唐津と小笠原流煎茶道           小笠原流煎茶道九州総支部 梅根秀悦     


 唐津城当主七代目 小笠原長生候の要請により小笠原流煎茶道創始

 

 
 小笠原子爵

 小笠原礼法といえば武家礼法の宗として重んじられ、明治以後も学校の作法教育、家庭のしつけ

に小笠原の礼法が用いられていました。大正時代の初期唐津藩七代当主小笠原長生氏が、社会の乱れを憂い煎茶道を通じて、精神革命を図るよう初代祐道氏に委嘱され、伝統の礼儀作法を生かし創始されました。現宗家五代家元小笠原秀道氏は小笠原流煎茶道を平成24年に公益財団法人とし、国内は勿論ヨーロッパ、アメリカ、中国と世界に小笠原流煎茶道のもてなしの心を通して日本文化を伝えています。

小笠原流煎茶道の基本理念は「和敬静閑」。「和を悟り、尊敬と信頼を深め、常に公平で、誠意に満ちた清い心と、肉体的、精神的にゆとりを持つこと」という、“道”としての教えを持ちます。

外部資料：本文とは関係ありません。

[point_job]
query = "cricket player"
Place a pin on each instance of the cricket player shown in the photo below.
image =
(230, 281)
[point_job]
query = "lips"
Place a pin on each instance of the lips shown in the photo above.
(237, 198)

先人から受け継いだ“道”を後世へつなぎ、これからも煎茶道文化の伝承に努めています。

 

平成30年9月16日

 公益財団法人 小笠原流第一回唐津茶会開かれる

 

 
 献茶式が行われた近松寺法皇殿

唐津城当主七代目小笠原長生候の菩提寺 瑞鳳山 近松寺にて公益財団法人 小笠原流煎茶道

五代家元 小笠原秀道、若宗匠 小笠原秀邦、小笠原貴充、小笠原輝充、の親子3代で献茶式を行い、小笠原長生候と小笠原家へお茶を供えました。

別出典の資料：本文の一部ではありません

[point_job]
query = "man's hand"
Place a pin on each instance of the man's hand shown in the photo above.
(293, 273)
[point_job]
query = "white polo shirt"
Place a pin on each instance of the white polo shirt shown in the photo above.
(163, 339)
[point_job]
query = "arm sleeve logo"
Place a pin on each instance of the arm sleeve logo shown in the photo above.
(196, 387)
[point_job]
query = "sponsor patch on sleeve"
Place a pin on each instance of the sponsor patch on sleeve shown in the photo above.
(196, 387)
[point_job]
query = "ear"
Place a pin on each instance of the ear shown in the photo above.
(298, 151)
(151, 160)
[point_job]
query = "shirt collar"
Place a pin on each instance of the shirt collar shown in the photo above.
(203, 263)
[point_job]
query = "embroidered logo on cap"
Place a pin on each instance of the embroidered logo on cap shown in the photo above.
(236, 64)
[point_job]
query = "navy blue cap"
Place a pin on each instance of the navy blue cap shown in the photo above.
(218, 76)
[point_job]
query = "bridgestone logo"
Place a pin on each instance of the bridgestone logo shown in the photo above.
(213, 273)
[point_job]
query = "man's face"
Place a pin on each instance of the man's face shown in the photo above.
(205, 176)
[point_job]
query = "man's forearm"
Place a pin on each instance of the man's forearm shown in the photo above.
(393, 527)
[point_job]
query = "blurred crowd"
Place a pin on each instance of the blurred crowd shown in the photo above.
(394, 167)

式には地元の方、九州各地、関西、山陰などから大勢の方が参加され、厳かな雰囲気のなか献茶式が行われました。

 
 開花堂の干菓子

参加者には、梅香煎茶と開花堂の唐津の貝殻の形のお干菓子がふるまわれた後、茶席へ案内されて地元中川茶園の芳醇な香りの玉露と開花堂の名月の名の生菓子を味わい、皆さん大喜びで、その後唐津市内を楽しまれ帰られました。

 


 
 開花堂 生菓子 「名月」



地元の声

唐津からこんな凄い文化が始まっていたとは知らなかった、もっと唐津の人に知ってほしいので、こんな会をもっと作ってほしいとの声でした。







フォトギャラリー
 
   近松寺の牡丹は400年の歴史を持ちます。今は季節でないので、裸の枝ですが、5月には見事な開花を見せます。ぜひ一度ご覧ください。
   本堂内部です。
   副家元による献茶式の準備。
   家元による献茶のお手前。
   家元のお孫さま二人によってお菓子が御仏前にささげられた。
    菓子は僧侶に受け取られ、住職に取り次がれる。長生公の位牌が御尊前に安置されていた。
「鉄櫻院殿無畏長生日來大居士」
   献茶式の後は、別棟で梅香煎茶と干菓子がふるまわれた。
   本席の床のしつらい。
「素」のお軸が100年前の流派創立の初心に帰るという意味でかけられたそうだ。
   お手前は文思棚を用いて。お道具には佐賀県のものを多く使われていた。
   まず、お香を一本立ててからはじまる。
   一煎目が配られる。まだお菓子(生菓子)は食べない。
   二煎目が注がれる前に、お菓子をいただく。
   お手前が終わった後にお道具を拝見する14代李参平氏。



 洋々閣会長と女将は、ご招待を受けて、 お茶の香りに包まれて心清められ、高められ、至福のひとときを過ごしました。小笠原流煎茶道が、長生公のひざ元である唐津にないのは不思議なことです。できたら、始めていただきたいものです。
小笠原流の皆様に感謝。


ではまた、来月唐津くんちにお会いしましょう。
今月もこのページを訪れてくださってありがとうございました。またお会いしましょう。